In questo contesto in perenne evoluzione, i mercati finanziari cercano nuovi punti di riferimento. La prima metà del 2025 è stata dominata dal ritorno in forze dell’Europa e dei Paesi emergenti sulla scena economica e borsistica. L’Eurozona, sostenuta da ambiziosi piani di rilancio, in primo luogo in Germania, premi di valutazione più ragionevoli e una netta sovraperformance degli stili Value e dei titoli domestici, potrebbe ritornare a occupare un ruolo di primo piano nelle allocazioni di portafoglio. Gli Stati Uniti dal canto loro sono alle prese con valutazioni eccessive, crescenti squilibri di bilancio e una maggiore incertezza politica dopo il ritorno di Trump. Se da un lato le “Big Tech” continuano a sostenere meccanicamente gli indici americani, dall’altro si conferma una dispersione elevata delle performance e non è escluso il rischio di un’ulteriore correzione.

La tecnologia, va detto, non è più un settore come tanti altri. Dagli anni ’90 a oggi, col favore di tre rivoluzioni consecutive – internet, social network e AI -, è diventata la spina dorsale delle società e delle economie moderne. Vita aziendale, salute, istruzione, informazione, transizione energetica, politica, sicurezza, difesa: la tecnologia imperante pervade ormai tutte le funzioni vitali delle nostre economie.Saperla padroneggiare è una condizione sine qua non di autonomia politica ed economica. L’Europa, per quanto abbia spesso dato l’impressione di essere in ritardo, dispone di una base tecnologica profonda e strategica, capace di competere in settori critici. Ma occorre individuare gli attori giusti, saperli affiancare e investirvi capitali con discernimento.

Al di là della tecnologia, oggi si impongono all’attenzione anche altre tematiche di investimento a medio-lungo termine. Le small e mid cap europee, a lungo trascurate, offrono nuove opportunità di generare performance: valutazioni a sconto, utili in crescita, un’esposizione nazionale suffragata da massicci piani di stimolo europei. E poi il settore della difesa, che beneficia di un sostegno politico inedito in un mondo che punta a un rapido riarmo: l’esempio di Rheinmetall illustra fino a che punto la geopolitica possa diventare un potente driver di rilancio in borsa. E in terzo luogo, sull’onda del refrain degli anni 2000 “Shanghai, Mumbai, Dubai or Goodbye”, il prossimo “remix” dei mercati finanziari potrebbero essere nuovamente i mercati emergenti che, sostenuti dalla debolezza del dollaro, il calo delle tariffe energetiche e una graduale riallocazione dei flussi globali, potrebbero uscire da un lungo tunnel di sottoperformance ventennale. Rimane un grande interrogativo: l’America.

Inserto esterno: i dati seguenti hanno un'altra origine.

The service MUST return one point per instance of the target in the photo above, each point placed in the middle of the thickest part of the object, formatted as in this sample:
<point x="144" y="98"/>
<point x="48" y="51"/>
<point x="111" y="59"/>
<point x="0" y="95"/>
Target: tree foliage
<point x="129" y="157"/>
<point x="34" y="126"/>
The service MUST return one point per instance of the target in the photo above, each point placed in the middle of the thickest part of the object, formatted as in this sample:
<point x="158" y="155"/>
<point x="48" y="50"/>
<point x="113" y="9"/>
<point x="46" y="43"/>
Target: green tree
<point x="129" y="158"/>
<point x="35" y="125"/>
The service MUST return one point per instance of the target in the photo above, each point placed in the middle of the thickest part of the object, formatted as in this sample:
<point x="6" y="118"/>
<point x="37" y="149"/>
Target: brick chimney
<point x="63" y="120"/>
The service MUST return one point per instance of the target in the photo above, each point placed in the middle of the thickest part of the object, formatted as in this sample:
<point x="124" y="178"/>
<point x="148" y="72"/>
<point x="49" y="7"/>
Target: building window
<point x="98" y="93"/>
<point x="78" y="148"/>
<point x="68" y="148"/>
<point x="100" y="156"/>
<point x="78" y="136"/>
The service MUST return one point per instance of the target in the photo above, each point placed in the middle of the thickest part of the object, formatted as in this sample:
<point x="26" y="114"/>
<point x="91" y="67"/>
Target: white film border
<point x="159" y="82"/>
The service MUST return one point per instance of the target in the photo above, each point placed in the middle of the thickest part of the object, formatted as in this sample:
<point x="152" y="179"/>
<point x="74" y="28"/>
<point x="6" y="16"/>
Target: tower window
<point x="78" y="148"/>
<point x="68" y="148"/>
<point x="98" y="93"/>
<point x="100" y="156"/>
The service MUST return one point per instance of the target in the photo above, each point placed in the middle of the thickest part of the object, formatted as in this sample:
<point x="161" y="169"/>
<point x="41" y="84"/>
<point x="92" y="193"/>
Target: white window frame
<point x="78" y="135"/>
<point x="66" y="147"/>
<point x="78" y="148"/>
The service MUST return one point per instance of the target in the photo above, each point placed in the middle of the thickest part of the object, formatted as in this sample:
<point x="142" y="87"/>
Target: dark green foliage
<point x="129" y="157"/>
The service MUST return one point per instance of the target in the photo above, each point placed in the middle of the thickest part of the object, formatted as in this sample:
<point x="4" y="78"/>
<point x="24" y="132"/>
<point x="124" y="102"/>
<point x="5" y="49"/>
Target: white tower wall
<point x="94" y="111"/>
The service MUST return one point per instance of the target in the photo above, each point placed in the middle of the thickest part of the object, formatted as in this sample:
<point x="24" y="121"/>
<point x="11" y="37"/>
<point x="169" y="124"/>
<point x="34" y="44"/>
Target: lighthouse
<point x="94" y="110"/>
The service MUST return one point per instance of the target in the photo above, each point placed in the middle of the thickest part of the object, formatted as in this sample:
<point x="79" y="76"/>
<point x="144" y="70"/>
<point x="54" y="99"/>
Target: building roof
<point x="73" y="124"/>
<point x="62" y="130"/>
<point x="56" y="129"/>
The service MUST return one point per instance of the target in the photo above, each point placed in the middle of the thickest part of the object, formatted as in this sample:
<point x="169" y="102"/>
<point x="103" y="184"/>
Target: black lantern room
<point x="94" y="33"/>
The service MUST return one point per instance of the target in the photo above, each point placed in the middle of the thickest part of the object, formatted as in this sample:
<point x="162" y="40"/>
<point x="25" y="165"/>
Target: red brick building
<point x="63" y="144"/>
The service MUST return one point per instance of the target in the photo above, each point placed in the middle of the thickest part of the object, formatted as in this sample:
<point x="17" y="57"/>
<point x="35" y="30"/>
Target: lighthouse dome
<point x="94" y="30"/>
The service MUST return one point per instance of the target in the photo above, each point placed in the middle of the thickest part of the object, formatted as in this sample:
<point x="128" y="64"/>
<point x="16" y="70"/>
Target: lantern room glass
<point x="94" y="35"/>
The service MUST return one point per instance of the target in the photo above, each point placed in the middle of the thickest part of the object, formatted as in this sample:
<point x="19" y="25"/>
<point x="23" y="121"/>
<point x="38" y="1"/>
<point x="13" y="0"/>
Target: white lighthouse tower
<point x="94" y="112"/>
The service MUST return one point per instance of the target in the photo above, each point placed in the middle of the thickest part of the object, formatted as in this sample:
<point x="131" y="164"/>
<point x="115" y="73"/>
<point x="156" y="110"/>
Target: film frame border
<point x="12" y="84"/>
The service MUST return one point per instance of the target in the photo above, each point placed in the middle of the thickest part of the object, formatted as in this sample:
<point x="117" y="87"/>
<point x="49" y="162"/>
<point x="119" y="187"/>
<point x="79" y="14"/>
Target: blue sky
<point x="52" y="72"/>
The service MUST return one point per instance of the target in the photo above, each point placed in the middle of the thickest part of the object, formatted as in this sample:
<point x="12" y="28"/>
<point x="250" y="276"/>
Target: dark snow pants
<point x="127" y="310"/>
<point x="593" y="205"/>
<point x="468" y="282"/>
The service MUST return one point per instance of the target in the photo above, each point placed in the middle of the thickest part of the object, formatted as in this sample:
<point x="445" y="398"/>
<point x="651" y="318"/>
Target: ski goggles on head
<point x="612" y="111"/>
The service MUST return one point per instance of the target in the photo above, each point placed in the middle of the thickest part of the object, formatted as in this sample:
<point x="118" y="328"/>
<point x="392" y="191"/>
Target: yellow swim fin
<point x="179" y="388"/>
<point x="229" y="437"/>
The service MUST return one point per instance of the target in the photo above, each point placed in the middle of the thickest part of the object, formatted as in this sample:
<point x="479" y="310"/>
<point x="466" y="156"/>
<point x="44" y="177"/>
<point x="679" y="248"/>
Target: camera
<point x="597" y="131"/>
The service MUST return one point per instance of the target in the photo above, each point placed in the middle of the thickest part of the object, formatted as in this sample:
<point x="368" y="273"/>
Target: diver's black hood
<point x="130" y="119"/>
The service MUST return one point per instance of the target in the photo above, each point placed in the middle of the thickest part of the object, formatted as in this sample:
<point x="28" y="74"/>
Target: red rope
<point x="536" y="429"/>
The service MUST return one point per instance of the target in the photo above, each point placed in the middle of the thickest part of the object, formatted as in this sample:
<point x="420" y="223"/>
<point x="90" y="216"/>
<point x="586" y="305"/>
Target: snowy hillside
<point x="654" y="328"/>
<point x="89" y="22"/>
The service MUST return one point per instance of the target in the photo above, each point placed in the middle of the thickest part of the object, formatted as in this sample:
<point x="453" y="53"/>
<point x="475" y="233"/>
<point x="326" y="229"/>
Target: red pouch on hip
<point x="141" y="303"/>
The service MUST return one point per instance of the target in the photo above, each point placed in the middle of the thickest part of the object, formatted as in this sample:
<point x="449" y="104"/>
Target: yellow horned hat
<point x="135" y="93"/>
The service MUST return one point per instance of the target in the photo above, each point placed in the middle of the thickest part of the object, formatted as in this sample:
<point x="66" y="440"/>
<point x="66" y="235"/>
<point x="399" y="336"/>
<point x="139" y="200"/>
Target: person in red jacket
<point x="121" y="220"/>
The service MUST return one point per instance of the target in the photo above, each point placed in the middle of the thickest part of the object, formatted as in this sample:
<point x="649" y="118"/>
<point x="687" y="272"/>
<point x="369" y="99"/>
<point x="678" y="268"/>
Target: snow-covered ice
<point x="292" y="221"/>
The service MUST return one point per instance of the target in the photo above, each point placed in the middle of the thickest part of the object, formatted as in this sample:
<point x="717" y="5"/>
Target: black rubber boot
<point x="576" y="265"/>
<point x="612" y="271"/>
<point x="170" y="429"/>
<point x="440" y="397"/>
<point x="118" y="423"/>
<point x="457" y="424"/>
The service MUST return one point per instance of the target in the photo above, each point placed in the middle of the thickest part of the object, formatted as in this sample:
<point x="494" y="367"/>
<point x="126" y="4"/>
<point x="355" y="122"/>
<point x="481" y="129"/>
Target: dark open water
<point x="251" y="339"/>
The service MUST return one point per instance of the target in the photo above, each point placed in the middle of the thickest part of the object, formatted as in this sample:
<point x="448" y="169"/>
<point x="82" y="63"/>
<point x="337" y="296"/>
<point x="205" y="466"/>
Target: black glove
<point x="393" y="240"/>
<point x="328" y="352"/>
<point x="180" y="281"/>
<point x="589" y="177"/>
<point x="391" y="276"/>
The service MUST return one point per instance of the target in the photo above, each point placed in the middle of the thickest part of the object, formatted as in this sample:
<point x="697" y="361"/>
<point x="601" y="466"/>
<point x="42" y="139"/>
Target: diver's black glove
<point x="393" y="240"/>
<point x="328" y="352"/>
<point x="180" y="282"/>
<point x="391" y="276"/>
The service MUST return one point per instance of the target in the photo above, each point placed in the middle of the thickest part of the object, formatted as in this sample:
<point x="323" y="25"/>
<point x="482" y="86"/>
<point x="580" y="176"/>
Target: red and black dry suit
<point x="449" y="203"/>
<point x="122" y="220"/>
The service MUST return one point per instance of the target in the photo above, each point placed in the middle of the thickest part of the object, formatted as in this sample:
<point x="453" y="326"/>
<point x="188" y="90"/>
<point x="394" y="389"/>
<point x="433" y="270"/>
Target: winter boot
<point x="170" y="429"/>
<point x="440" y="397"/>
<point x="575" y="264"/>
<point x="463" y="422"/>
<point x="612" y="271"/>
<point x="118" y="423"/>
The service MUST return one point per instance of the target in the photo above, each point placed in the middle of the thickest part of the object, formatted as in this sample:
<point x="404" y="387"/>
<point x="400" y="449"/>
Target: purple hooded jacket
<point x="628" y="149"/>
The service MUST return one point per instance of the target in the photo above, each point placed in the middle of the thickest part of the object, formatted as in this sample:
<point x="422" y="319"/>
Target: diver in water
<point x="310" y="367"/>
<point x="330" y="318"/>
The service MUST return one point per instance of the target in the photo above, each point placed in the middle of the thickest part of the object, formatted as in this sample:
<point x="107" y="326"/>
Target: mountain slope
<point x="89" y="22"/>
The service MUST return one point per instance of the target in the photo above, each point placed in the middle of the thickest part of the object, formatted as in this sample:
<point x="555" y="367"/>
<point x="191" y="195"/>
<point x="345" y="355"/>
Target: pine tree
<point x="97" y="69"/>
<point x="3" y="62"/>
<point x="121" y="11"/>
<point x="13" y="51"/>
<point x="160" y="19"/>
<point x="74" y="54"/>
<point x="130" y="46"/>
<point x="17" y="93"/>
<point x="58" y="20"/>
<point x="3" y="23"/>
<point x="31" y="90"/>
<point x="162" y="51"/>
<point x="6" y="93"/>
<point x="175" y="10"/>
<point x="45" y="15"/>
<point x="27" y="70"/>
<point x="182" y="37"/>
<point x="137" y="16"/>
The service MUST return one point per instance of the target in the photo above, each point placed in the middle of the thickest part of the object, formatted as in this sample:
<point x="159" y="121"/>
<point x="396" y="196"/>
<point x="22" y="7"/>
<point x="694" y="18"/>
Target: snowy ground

Tra eccessi, incertezze (geo)politiche e fiscali e consumatori sotto pressione, il retail bull market potrebbe essere rivalutato, anche se il famoso “TACO trade” finora ha permesso di evitare una correzione duratura. In un mondo ritornato multipolare, instabile ma ricco di opportunità, l’investitore deve dare prova di discernimento, reattività e memoria. Perché se è vero che la Storia non si ripete mai veramente, spesso incespica. Spetta a noi, gestori patrimoniali, saperne approfittare al meglio.